Since early 2006, drug and medical device companies have been on an unprecedented roll as pre-emption clauses become more and more prevalent. Despite recent controversies over prescription drugs like Vioxx and Celebrex, drug companies continue to successfully utilize Federal Drug Administration (FDA) policies to shield drug companies from civil lawsuits in the form of pre-emption clauses. This has far-reaching effects on pharmaceutical liability lawsuits in Illinois and the rest of the country.
And not just the FDA are upholding and propagating these preemption clauses- the U.S. Supreme Court has also supported pre-emption laws that prevent claimants from filing civil law suits against deep-pocketed drug and medical device companies in state courts.
The beginning of the preemption era can be traced back to January 2006, when the FDA issued a statement of its new labeling policy under the “Laws, Acts, and Rules > New Requirements for Prescribing Information.pdf.” This policy not only set out labeling requirements, but also deemed that if the FDA approved the labeling then this alone “pre-empts conflicting or contrary state law”.
The federal pre-emption clauses have little or no bearing on FDA drug recalls, which can be initiated by the FDA, by FDA statutory authority, or by the drug company itself. The FDA maintains a list of recent drug recalls.
Yet the seemingly simple pre-emption declaration had far-reaching effects within the legal community and reversed decades of policies enforcing state’s rights to civil enforcement of liability law. This was done without a public notice or hearing- instead it was quietly tacked on to the labeling policy.

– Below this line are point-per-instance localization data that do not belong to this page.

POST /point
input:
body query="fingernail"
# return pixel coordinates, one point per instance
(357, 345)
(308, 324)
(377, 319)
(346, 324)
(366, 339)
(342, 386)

In 2000, the FDA began considering changes to their drug-labeling rules and continued to do so for over six years. When the new rules on labels were first proposed the FDA specifically stated that there would be no pre-emption effect. But when the policy was released in 2006 there was a pre-emption clause included.
Also included in the 2006 policy was a new rule limiting a drug company’s ability to change drug labeling on their own without “data, analyses or other information not previously submitted to the [FDA].” This essentially released drug companies of liability if they failed to warn patients or physicians of dangers and/or side effects that had not previously been reported directly to the FDA.
This additional rule also lent support to Supreme Court’s consideration of the pre-emption clause. Recently the Supreme Court heard arguments in a pre-emption case which may determine the future of federal regulation versus state liability law. This case was the third of its kind on pre-emption that had been taken on by the court in the past terms.
But in July 2008, a federal judge in the Southern District of Indiana reversed himself on a motion to reconsider in a controversial drug-labeling case. Just ten months earlier the federal judge had dismissed the case, Tucker v. Smith-Kline Beecham Corp (1:04-cv-1748-DFH-WTL). Tucker was filed after a Catholic priest committed suicide just 22 days after starting Paxil, an antidepressant drug. The case was brought by the priest’s sister who claimed that the drug’s labeling had not warned patients and physicians of the increased risk of suicide.
The defendant, SmithKline, argued that the FDA had approved their labeling. If they had changed their labeling to include warnings of an increased risk of suicide the company could face criminal charges.
Initially the district judge had ruled that the drug company had first and foremost been required to follow FDA labeling regulations. According to the judge he had strongly considered the FDA federal pre-emption clause in that decision.
However, he now reversed his prior dismissal because he felt that the if reasonable evidence exists that a drug company’s product presents a serious hazard then FDA rules allow changes to the labeling without prior approval. This could mean a shift in how federal judge’s now view a drug company’s liability under the new labeling regulations.